Oct 20 2014
I Don’t Like You, but I Like What You Do
For a long time, the Russians viewed Germans and the Slavic minorities in their country as an issue, especially during World War II. However, this enmity towards the Germans always existed, Stalin just used the war as an excuse to “cleanse” Russia of the perceived filth, claiming that the Germans had infiltrated Russia with spies. In fact, the only thing that the Russian Germans and the Nazi Germans shared was a language and heritage. In just three months at the ned of 1941, Stalin forced almost 800,00 Germans into “areas of internal exile called special settlements.” Many of these settlements hardly provided the Germans with enough to live even at the most squalid levels. In 1942, the Germans were forced into labor battalions and made to work with Gulag prisoners. Tens of thousands died as a direct result of this forced labor. Even after the end of the war, the displaced population was not allowed to return to their homes (Pohl 1-4)
This is very similar to how the Germans treated the Jews, gays, gypsies, and political prisoners.

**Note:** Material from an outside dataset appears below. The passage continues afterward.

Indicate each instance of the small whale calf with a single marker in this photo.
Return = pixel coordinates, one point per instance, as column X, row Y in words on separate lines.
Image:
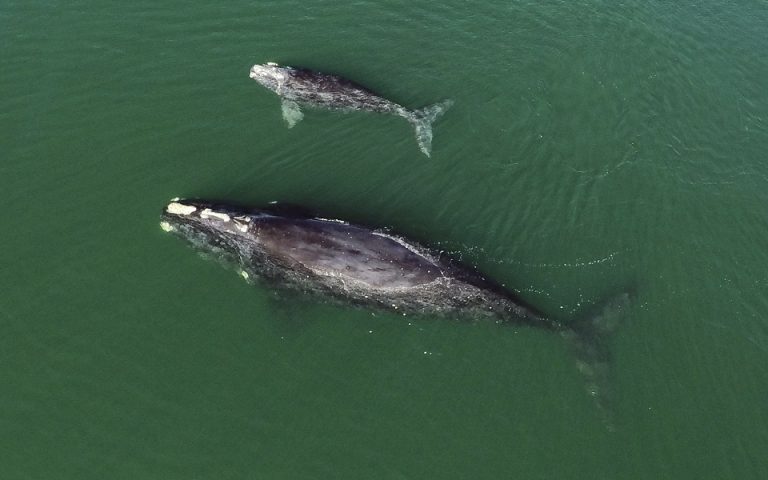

They also forcibly removed them from their homes, forced them into labor camps, starved and mistreated them, and sometimes killed them outright.
For example, this:

Is eerily similar to this:

I find it interesting that despite all the hatred that existed between the Germans and the Russians, that they both employed similar means of dealing with the xenophobia that ran rampant in the years leading up to, during, and after World War II.
Information Pulled from:
Pohl, J. Otto. The Deportation and Destruction of the German Minority in the USSR. 2001. 1-4. Print.
October 20, 2014 @ 7:12 pm
The comparison of the two photos strengthens your argument of the similarities between the two countries tactics.
October 20, 2014 @ 9:26 pm
The act of displacing unwanted groups was also not something completely between the Russians and Nazi Germany. The US had displaced thousands of Japanese Americans who had been living on the west coast as a means to protect from spies and saboteurs. When Japan invaded mainland China, countless people were sent to labor and death camps for being ethnic Chinese or other Asian minorities.
October 21, 2014 @ 12:57 am
Though this post is interesting more in depth information would have been better. I like this topic but i think that you would have added more in comparing the similarities of the two regimes. For example, you could have compared the economic problems that both countries had before World War II and the leaders Hitler and Stalin.
October 21, 2014 @ 6:38 am
It is quite sad that all of the attention is put on the Holocaust at this time even though genocide was rampant in many areas. I also find it nerve racking that these people had nothing to do with the war other than they simply had heritage relating them to the enemy nation. As a consequence these innocent lives were torn from their homes and forced to work potentially to their deaths.
October 21, 2014 @ 3:05 pm
I would be careful of how closely you compare Stalin and Hitler. Yes, they were both considered “bad guys” so it seems easy to compare the two, but they had very different motivations for cleansing the population. Hitler wanted to basically eradicate any ethnicity he didn’t like. On the other hand, Stalin was cleansing the german population in Russia because Russia was in at war with Germany. The German’s goal was to wipe out all Russians. In hindsight, Stalin probably overreacted a bit, but other allies such as the U.S. did the same thing. The United States, although on a smaller scale and less brutally, placed a large portion of the Japanese population in camps after Pearl Harbor until the end of the war.